Skip to content

Bulk Copy for SQL Server

High-performance data loading to SQL Server using ADLS staging and BULK INSERT, achieving 10-50x faster writes compared to standard JDBC.

Performance Tiers

Odibi provides two levels of SQL Server write optimization:

1. JDBC Bulk Copy Protocol (Default - All Databases)

Enabled automatically for all SQL Server writes via useBulkCopyForBatchInsert=true. No configuration needed.

Database Support Speedup
Azure SQL Database ✅ Works 5-10x
Azure SQL Managed Instance ✅ Works 5-10x
Azure Synapse Analytics ✅ Works 5-10x
SQL Server (on-prem) ✅ Works 5-10x

This uses Microsoft's JDBC driver bulk copy protocol - faster than row-by-row inserts, no external staging required.

2. File-Based Bulk Copy (All Azure SQL Platforms)

For maximum performance with very large datasets, use bulk_copy: true to stage data in ADLS and load via BULK INSERT.
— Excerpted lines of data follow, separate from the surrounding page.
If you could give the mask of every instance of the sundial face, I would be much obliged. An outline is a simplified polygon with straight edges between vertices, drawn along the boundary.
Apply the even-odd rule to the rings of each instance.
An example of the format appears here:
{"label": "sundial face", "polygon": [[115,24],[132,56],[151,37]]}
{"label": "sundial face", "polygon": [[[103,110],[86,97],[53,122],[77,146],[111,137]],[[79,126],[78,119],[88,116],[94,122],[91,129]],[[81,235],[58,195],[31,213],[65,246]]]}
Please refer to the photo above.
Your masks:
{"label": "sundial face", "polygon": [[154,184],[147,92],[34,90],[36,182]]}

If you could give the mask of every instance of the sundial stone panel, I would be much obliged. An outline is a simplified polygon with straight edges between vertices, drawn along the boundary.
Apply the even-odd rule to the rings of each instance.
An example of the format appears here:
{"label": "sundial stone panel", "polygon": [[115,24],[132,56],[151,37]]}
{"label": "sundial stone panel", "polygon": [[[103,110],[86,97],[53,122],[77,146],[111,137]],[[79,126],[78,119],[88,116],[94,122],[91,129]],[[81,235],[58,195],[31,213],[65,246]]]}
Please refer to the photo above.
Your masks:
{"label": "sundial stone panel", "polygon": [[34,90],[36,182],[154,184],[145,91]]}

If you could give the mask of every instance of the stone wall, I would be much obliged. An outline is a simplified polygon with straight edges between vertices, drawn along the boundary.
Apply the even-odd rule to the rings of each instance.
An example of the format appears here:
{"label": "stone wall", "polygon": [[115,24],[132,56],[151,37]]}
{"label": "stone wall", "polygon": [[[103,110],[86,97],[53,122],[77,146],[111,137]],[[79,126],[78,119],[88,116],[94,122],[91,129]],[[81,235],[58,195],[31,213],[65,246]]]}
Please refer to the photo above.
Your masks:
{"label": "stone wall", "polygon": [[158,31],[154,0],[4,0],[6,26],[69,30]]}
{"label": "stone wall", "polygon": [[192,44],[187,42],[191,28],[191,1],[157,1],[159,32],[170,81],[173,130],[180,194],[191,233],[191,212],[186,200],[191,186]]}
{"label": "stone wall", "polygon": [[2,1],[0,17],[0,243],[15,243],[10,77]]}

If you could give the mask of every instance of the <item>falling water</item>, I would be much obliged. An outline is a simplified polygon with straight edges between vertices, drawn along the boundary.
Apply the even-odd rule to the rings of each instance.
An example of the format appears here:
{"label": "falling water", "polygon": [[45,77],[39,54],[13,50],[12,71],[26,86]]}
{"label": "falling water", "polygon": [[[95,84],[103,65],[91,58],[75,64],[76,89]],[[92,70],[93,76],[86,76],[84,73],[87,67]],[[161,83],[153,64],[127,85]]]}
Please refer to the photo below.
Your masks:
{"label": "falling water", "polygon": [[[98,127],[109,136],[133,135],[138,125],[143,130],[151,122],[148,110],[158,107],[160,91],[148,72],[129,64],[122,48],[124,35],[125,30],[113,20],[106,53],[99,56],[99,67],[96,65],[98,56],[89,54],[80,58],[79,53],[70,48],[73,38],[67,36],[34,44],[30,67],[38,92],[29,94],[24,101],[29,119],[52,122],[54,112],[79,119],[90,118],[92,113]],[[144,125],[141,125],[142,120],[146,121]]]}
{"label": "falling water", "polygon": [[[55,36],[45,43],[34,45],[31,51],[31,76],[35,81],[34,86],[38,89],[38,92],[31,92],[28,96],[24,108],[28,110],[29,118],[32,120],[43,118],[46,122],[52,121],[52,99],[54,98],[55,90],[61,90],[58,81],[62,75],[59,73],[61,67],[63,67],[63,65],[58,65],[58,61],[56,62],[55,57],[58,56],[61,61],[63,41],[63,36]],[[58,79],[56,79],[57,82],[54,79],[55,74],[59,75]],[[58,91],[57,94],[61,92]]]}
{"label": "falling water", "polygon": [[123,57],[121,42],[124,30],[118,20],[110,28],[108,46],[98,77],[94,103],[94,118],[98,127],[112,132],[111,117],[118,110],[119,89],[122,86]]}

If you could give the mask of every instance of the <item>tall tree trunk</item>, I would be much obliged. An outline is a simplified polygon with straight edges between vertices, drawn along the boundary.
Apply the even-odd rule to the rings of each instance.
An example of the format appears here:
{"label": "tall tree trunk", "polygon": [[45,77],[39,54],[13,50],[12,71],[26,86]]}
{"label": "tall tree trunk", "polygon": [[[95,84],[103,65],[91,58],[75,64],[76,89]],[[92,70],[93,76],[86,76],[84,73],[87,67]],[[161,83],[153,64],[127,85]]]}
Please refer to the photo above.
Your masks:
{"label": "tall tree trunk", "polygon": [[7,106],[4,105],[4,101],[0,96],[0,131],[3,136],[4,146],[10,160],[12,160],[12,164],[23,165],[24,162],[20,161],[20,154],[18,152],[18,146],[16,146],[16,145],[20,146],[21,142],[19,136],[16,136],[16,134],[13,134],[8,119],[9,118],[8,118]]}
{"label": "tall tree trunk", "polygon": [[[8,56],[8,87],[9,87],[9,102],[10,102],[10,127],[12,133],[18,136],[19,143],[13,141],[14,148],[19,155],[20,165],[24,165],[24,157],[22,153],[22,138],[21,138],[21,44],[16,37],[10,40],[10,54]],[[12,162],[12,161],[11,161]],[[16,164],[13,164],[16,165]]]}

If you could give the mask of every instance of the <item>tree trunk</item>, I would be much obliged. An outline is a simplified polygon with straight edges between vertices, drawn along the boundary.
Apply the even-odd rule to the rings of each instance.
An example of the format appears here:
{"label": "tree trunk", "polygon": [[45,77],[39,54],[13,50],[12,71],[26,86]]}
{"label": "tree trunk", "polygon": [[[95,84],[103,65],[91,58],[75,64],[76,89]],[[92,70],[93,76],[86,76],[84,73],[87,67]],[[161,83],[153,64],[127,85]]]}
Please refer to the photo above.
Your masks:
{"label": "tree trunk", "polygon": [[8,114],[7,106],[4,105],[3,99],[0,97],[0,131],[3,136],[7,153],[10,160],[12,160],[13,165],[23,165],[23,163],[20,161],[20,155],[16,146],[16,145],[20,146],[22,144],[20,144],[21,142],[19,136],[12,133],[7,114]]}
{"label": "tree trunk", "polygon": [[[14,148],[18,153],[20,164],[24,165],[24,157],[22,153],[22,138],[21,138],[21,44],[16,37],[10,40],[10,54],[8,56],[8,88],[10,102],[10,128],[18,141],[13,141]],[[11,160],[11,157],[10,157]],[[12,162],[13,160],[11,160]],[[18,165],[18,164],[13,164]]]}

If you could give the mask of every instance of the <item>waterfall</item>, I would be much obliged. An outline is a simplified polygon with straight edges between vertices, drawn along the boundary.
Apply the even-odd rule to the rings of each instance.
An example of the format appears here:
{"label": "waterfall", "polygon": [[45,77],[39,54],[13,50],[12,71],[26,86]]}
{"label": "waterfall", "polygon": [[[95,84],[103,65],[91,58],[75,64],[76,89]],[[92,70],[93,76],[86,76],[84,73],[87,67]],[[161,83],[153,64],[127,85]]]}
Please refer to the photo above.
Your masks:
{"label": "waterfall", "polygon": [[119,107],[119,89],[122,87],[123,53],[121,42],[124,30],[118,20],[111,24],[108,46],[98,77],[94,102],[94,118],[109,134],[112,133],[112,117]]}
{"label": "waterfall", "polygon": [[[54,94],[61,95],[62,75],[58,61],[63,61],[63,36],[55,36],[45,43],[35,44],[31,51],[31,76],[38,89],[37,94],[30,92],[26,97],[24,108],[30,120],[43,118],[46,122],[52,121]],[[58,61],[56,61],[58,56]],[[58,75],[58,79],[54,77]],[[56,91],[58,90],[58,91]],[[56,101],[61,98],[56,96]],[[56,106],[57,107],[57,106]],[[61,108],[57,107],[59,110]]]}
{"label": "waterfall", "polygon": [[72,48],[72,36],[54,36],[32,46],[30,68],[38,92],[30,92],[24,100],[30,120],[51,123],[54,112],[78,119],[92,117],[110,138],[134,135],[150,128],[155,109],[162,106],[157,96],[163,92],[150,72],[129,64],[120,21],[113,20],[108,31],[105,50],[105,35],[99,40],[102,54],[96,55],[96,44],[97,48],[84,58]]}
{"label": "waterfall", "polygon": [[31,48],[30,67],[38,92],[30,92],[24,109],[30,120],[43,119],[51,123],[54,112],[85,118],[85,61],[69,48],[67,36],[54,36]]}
Database Format Support Speedup
Azure Synapse Analytics Parquet ✅ Full support 10-50x
SQL Server 2022+ Parquet ✅ With PolyBase 10-50x
Azure SQL Database CSV ✅ Supported 10-50x
Azure SQL Managed Instance CSV ✅ Supported 10-50x

Auto-detection: Odibi automatically detects your database type and uses the optimal format: - Synapse/SQL Server 2022+: Parquet (faster, columnar) - Azure SQL DB/MI: CSV with proper escaping and 0x0a row terminators for Linux compatibility

First-run optimization: On initial load (empty target table), odibi skips the staging table and MERGE, doing a direct BULK INSERT to target for maximum speed.

Overview

Bulk copy works by:

  1. Writing data to Azure Data Lake Storage (ADLS) as a staging file
  2. Using SQL Server BULK INSERT to load directly from blob storage
  3. Achieving 10-50x faster writes compared to JDBC

The format is auto-selected based on your database type (Parquet for Synapse, CSV for Azure SQL DB).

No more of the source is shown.